After a few seasons looking at the history and heritage of her immediate surroundings, Emily Smith is taking Lafayette 148 on a trip outside New York State lines and heading west, to Marfa, Texas. “I went in July to visit the Chinati foundation, and it was amazing, but what was more striking was the whole environment around it,” Smith recalled at the brand’s Brooklyn Navy Yard headquarters. “The drive from El Paso to Marfa itself, you go through a town that has a population of, like, 73 people. There’s a certain desolation, the landscape was so beautiful, the crumbling architecture; so all of that became the inspiration.” The collection is less about referencing Donald Judd’s art, and more about reproducing the mood of a place that’s intrinsically tied to the art and the people that live there.

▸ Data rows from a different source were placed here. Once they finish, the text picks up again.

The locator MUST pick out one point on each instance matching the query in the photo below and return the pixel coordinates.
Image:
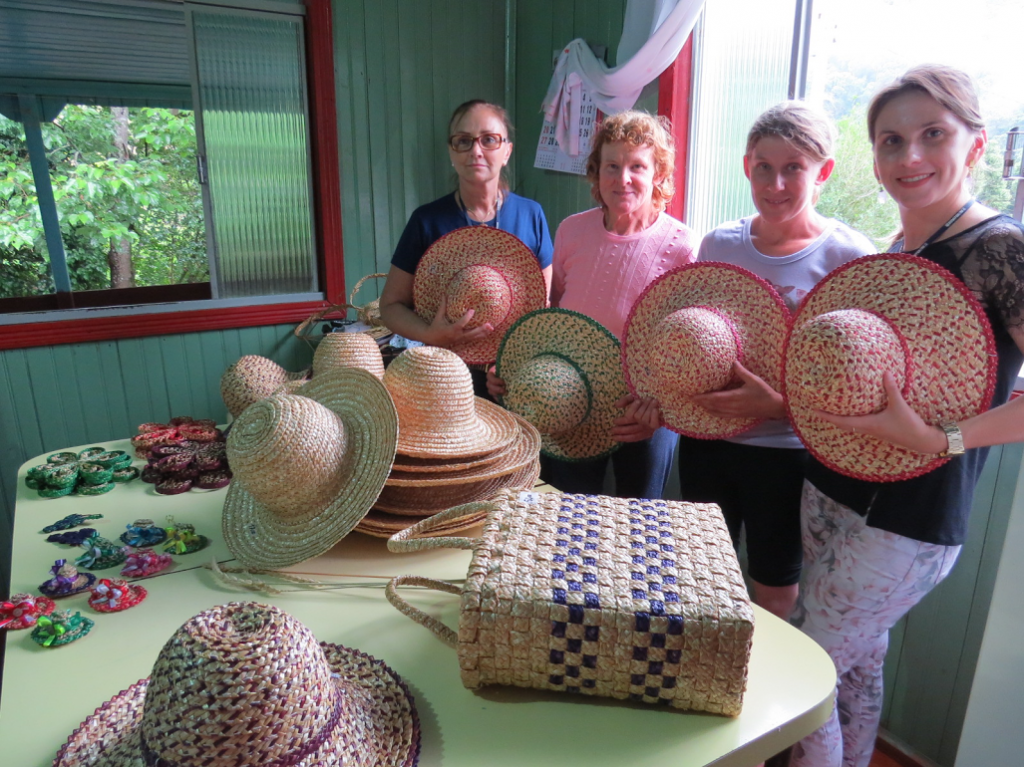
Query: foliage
(144, 192)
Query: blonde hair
(951, 88)
(638, 129)
(807, 129)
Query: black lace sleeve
(993, 269)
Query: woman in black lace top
(873, 550)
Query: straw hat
(307, 467)
(438, 415)
(484, 269)
(889, 312)
(246, 685)
(348, 350)
(688, 328)
(254, 378)
(563, 373)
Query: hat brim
(756, 310)
(940, 322)
(111, 736)
(595, 351)
(261, 539)
(495, 429)
(479, 246)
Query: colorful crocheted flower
(91, 472)
(23, 610)
(60, 628)
(100, 553)
(181, 538)
(143, 533)
(67, 581)
(177, 468)
(144, 562)
(116, 595)
(178, 430)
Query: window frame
(158, 320)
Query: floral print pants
(857, 583)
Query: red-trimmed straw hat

A trench coat with a print that looked like oilslicks but was really tree branches reproduced via Cyanotype printing was made from a fabric with a metallic yarn woven through so “you can naturally make it as scrunched as you want.” A sense of playfulness has long been part of the experimental process that Smith and her team engage in as they develop new materials, though rarely has it manifested in the final product so directly. A metallic fabric with a velveteen finish was distressed and garment pleated to create dresses and separates with the “rugged” texture of concrete or maybe tree bark. Lafayette 148’s signature paper-thin leather was cut into squares and pieced together with a delicate eyelet, to form a boxy short sleeve button-down and matching pencil skirt; with their straight lines and negative space, they were the most direct reference to Judd’s work.
But it wasn’t just the novelty fabrics that held allure. A simple silk and linen blend blouse with a v-neck and a delicately blooming sleeve in a shade of marigold sand, a brown tailored short suit made from cotton poplin, and a sleeveless shift dress in a cotton twill with frayed seams were also appealing. “We didn’t want anything to feel too precious,” Smith said.“We were thinking about the desert and its absence of water, so we developed fabrics that are really able to quench that thirst for something.”